Quelque peuple à la fin, par le travail instruit,
Compte combien de mots l’héréditaire usage
A transmis jusqu’à lui pour former un langage.
Pour chacun de ces mots un signe est inventé,
Et la main qui l’entend des lèvres répété
Se souvient d’en tracer cette image fidèle;
Et sitôt qu’une idée inconnue et nouvelle
Grossit d’un mot nouveau ces mots déjà nombreux,
Un nouveau signe accourt s’enrôler avec eux.
C’est alors, sur des pas si faciles à suivre,
Que l’esprit des humains est assuré de vivre.
C’est alors que le fer à la pierre, aux métaux,
Livre, en dépôt sacré pour les âges nouveaux,
Nos âmes et nos moeurs fidèlement gardées;
Et l’oeil sait reconnaître une forme aux idées.
Dès lors des grands aïeux les travaux, les vertus
Ne sont point pour leurs fils des exemples perdus.
Le passé du présent est l’arbitre et le père,
Le conduit par la main, l’encourage, l’éclaire.
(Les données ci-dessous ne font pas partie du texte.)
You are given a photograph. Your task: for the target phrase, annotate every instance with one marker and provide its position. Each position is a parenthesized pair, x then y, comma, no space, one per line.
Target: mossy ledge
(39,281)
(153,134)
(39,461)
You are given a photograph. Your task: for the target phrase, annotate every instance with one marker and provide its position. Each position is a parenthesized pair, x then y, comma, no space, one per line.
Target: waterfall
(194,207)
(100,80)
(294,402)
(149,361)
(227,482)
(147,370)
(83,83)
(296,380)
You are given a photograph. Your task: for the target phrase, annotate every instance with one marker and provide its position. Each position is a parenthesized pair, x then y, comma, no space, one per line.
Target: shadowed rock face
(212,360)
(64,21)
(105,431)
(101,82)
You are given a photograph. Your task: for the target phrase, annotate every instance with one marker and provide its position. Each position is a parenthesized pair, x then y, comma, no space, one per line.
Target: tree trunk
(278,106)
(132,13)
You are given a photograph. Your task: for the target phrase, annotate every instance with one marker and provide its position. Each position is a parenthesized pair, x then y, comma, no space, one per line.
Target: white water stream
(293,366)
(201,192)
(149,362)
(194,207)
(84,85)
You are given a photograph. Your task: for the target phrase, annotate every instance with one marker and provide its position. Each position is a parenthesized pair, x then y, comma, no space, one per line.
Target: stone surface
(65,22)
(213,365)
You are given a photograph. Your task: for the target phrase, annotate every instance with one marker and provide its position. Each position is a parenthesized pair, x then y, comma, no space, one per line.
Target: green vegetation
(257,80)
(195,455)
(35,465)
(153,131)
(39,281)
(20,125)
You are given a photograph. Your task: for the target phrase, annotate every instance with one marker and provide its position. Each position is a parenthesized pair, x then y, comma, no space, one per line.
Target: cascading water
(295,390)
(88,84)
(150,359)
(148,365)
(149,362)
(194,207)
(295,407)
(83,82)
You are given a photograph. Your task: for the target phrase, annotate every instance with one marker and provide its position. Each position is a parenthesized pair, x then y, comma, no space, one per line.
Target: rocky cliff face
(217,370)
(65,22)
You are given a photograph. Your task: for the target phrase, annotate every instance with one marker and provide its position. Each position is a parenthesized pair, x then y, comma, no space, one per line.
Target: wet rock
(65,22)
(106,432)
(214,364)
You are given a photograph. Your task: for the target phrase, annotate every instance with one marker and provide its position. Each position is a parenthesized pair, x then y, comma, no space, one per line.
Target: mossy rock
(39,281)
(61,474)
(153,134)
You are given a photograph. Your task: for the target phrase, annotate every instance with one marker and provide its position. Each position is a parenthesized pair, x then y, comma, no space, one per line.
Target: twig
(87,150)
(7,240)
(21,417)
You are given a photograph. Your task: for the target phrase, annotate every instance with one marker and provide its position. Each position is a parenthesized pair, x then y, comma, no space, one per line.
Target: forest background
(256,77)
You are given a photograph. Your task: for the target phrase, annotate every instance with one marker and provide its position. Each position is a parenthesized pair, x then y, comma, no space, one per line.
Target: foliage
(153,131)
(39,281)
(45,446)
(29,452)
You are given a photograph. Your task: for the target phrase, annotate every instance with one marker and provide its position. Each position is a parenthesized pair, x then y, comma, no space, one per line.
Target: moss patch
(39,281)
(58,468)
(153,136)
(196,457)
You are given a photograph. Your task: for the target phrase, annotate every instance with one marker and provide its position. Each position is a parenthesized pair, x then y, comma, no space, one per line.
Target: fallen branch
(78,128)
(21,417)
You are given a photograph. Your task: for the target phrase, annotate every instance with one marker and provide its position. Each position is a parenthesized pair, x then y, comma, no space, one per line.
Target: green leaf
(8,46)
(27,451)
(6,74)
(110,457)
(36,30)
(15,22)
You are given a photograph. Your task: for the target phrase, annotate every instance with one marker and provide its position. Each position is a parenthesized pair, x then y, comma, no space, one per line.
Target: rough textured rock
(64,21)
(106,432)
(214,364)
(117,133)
Les aïeux, les enfants, les arrière-neveux,
Tous sont du même temps, ils ont les mêmes voeux,
La patrie, au milieu des embûches, des traîtres,
Remonte en sa mémoire, a recours aux ancêtres,
Cherche ce qu’ils feraient en un danger pareil,
Et des siècles vieillis assemble le conseil.
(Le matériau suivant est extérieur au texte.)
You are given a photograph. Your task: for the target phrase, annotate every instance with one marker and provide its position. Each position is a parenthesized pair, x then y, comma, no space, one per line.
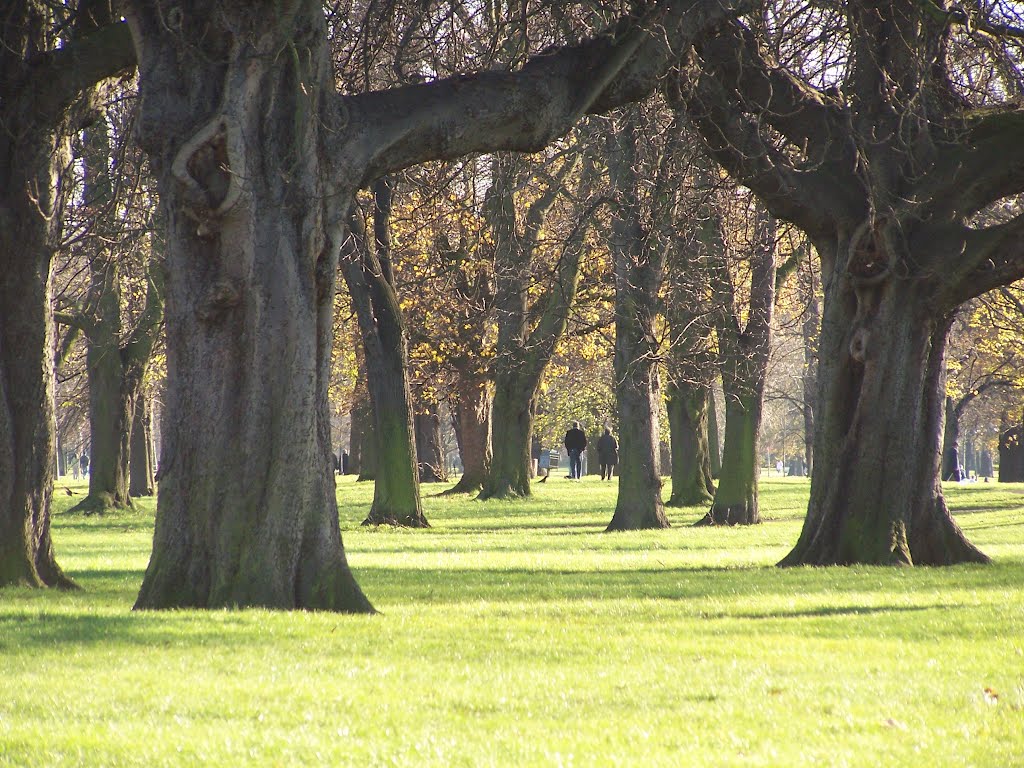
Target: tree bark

Ainsi quand de l'Euxin la Déesse étonnée
Vit du premier vaisseau son onde sillonnée,
Aux héros de la Grèce, à Colchos appelés,
Orphée expédiait les mystères sacrés
Dont sa mère immortelle avait daigné l'instruire.
Près de la poupe assis, appuyé sur sa lyre,
Il chantait quelles lois à ce vaste univers
Impriment à la fois des mouvements divers;
Quelle puissance entraîne ou fixe les étoiles,
D'où le souffle des vents vient animer les voiles,
Dans l'ombre de la nuit, quels célestes flambeaux
Sur l'aveugle Amphitrite éclairent les vaisseaux.
Ardents à recueillir ces merveilles utiles,
Autour du demi-dieu les princes immobiles
Aux accents de sa voix demeuraient suspendus,
Et l'écoutaient encor quand il ne chantait plus.